Questa Spagna non sembra la migliore vista nella gestione Scariolo, per gioco e per potenzialità inespresse; pesa molto l’assenza di Marc Gasol e gli anni di certi giocatori cominciano ad essere forse troppi, Navarro su tutti. Pesano anche alcuni passaggi a vuoto di giocatori chiave, laddove per “passaggi a vuoto” non intendo prestazioni deficitarie, quanto piuttosto livelli di rendimento inferiori a quanto ci si aspetterebbe in un contesto come quello spagnolo, in cui praticamente tutti ormai si conoscono a memoria. Necessario, allora, attaccarsi ai propri totem e sperare che essi non falliscano: da Gasol a Navarro, passando per Rudy Fernandez e Sergio Llull, senza dimenticare Nikola Mirotic e Sergio Rodriguez. La sfida coi transalpini, però, deve essere giocata ad alti livelli anzitutto da Rubio, soprattutto difensivamente poiché Heurtel è in uno stato di forma incredibile e viene da una stagione che l’ha consacrato come uno dei miglior play presenti nel Vecchio Continente; Ricky maravilla dovrà gestire ogni possesso con lucidità e acume, senza voler strafare con assist che deliziano sicuramente gli occhi, ma non aiutano il punteggio. Difensivamente la Spagna potrà anche concedere qualcosa sotto canestro, senza avere l’obbligo di raddoppiare sistematicamente come fatto nella vittoria contro la Lituania. In attacco, poi, è inevitabile che Navarro sia chiamato a riscattare 5 gare non certo esaltanti, una delle quali conclusasi perfino con un’espulsione per somma di falli tecnici, poiché in fase difensiva le lacune del capitano spagnolo sono ormai fin troppo evidenti.

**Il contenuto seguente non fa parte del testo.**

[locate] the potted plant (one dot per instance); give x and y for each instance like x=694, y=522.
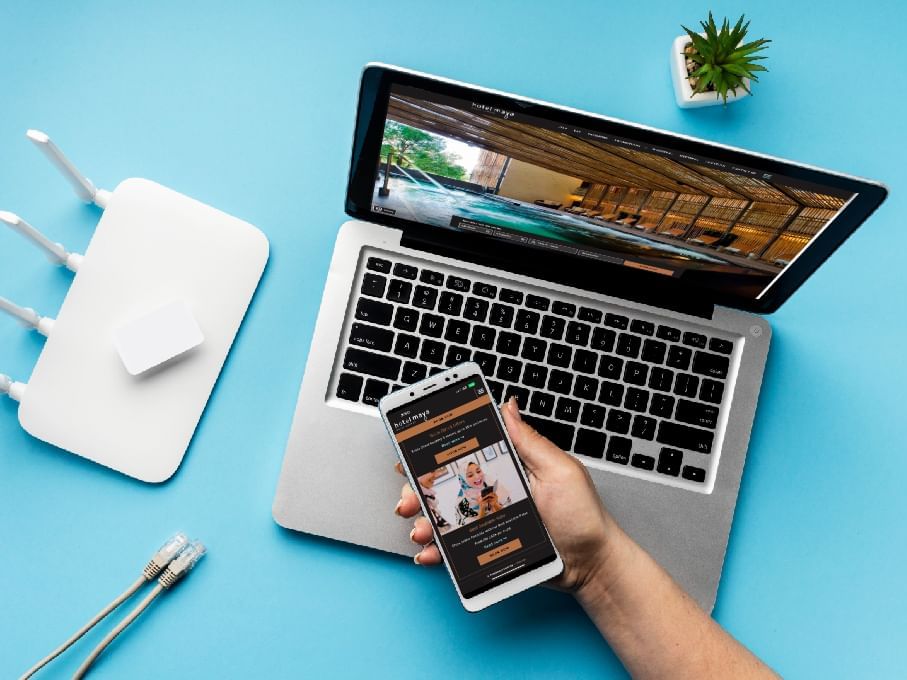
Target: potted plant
x=715, y=66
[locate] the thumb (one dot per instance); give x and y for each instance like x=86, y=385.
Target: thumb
x=537, y=452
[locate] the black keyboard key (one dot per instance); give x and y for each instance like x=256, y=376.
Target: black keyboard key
x=585, y=387
x=534, y=349
x=405, y=271
x=643, y=462
x=636, y=373
x=456, y=355
x=374, y=390
x=406, y=345
x=542, y=403
x=406, y=319
x=695, y=413
x=560, y=381
x=450, y=303
x=563, y=308
x=535, y=375
x=618, y=421
x=722, y=347
x=711, y=391
x=399, y=291
x=661, y=405
x=457, y=331
x=434, y=278
x=578, y=333
x=668, y=333
x=593, y=415
x=694, y=339
x=636, y=399
x=378, y=265
x=653, y=351
x=661, y=379
x=619, y=450
x=482, y=337
x=432, y=325
x=617, y=321
x=476, y=309
x=501, y=315
x=373, y=285
x=486, y=362
x=679, y=357
x=380, y=365
x=567, y=409
x=538, y=302
x=425, y=297
x=642, y=327
x=521, y=394
x=527, y=321
x=685, y=437
x=371, y=337
x=584, y=361
x=349, y=386
x=508, y=343
x=509, y=369
x=374, y=311
x=603, y=339
x=611, y=393
x=484, y=289
x=628, y=345
x=552, y=327
x=669, y=462
x=559, y=355
x=694, y=474
x=712, y=365
x=643, y=427
x=686, y=385
x=559, y=433
x=432, y=352
x=590, y=443
x=514, y=297
x=413, y=372
x=458, y=283
x=589, y=314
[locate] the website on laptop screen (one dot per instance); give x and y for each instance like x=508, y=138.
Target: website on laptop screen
x=463, y=165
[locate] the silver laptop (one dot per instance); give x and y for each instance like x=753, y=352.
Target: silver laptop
x=611, y=277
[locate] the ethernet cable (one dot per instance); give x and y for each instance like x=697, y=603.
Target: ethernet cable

Il tutto ricordando che la storia è ancora lì, fissa a ricordare di quello smacco attuato dai catalani alla potenza cattolica durante il regno di Filippo IV. Come a dire, che stavolta, la catalanidad passerà dall’altro lato della barricata, a sostenere una Spagna in cerca di un altro grande successo sportivo nella palla al cesto.